Answering Selection Criteria

The concept of “selection criteria” was fairly foreign to me before applying for jobs as a graduate physiotherapist. But I’ve since become very well acquainted having completed my fair share of them over the years! In this post I’ll give you my top tips on how to nail this section of your written application, increasing your chances of being placed on that short list for an interview.

Just like any style of writing there is an art to addressing the selection criteria posted as part of a job advertisement. If there are dozens of people applying for the same job with all of you answering the same set of questions, you’ll need to find a way to stand out from the crowd and capture the attention of the selection committee.
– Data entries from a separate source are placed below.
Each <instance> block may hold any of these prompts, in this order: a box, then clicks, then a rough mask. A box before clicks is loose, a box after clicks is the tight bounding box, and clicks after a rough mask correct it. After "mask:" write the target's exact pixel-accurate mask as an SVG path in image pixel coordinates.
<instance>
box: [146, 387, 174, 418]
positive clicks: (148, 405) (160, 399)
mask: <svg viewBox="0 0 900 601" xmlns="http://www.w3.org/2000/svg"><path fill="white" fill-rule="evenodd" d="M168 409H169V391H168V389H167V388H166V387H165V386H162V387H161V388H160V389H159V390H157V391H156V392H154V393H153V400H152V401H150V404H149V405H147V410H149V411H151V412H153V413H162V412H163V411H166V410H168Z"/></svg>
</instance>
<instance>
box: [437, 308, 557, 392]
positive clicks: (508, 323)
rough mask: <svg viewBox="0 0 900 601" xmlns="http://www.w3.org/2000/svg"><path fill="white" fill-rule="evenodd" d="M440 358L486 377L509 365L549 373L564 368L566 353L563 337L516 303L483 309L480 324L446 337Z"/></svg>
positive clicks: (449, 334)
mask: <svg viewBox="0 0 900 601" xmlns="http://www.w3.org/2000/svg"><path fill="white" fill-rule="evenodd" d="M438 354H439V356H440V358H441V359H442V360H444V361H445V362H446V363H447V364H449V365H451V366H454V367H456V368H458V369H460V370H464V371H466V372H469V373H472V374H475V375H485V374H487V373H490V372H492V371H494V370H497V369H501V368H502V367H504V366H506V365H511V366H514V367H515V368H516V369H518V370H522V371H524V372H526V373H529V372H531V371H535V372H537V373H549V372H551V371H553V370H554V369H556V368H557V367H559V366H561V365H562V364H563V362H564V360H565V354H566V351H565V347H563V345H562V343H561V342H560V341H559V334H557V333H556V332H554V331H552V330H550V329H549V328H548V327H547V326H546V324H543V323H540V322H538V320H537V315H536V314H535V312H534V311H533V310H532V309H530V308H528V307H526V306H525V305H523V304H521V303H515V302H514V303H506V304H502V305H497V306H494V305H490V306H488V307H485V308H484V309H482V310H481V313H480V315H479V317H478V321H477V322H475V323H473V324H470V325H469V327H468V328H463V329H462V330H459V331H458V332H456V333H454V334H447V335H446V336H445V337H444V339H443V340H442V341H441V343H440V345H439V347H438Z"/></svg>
What are “Selection Criteria”?

Basically, a list of criteria used to select a potential employee. It will be a list of questions or statements pertaining to the position you’re applying for that you’ll be expected to address. As a process it allows the selection panel to judge the skills, experience and attributes of all the potential candidates, and narrow the field down to those who have the necessary requirements for the job.


Top Tips

  • For each criteria describe your skills, knowledge and experience in that area, emphasising the big stuff.
  • Pay attention to the criteria and answer it directly – don’t get distracted writing about what you want to write about. If it says “demonstrated ability to do something” write about how you’ve done that already. If it says “experience in” write about your experience in that area.
  • Vocabulary – use strong, persuasive verbs
  • Examples, examples, examples. These are the proof in the pudding that makes for a strong response. Brainstorm some challenging situations you’ve been in that you felt you’ve handled well, and frame these into a relevant response
  • Think of the selection panel – put yourself in their shoes and make their job easy by writing about what they’re looking for.


Common Mistakes

  • Being too vague – anyone can say they possess superior communication skills. Give an example to prove it.
  • Using the same example to support different criteria. Show loads of different examples of how great you are in a variety of situations.
  • Not demonstrating outcomes – they want to see results!



Please don’t plagiarise, but this just shows you how you can pack loads of real-life examples into your responses:

Selection criteria can seem a little alien at first – it’s actually quite difficult to express to others everything you know you can do in written form! Let your confidence in your abilities shine through and you’ll persuade the panel that you’re the best person for the job, as long as you believe it too.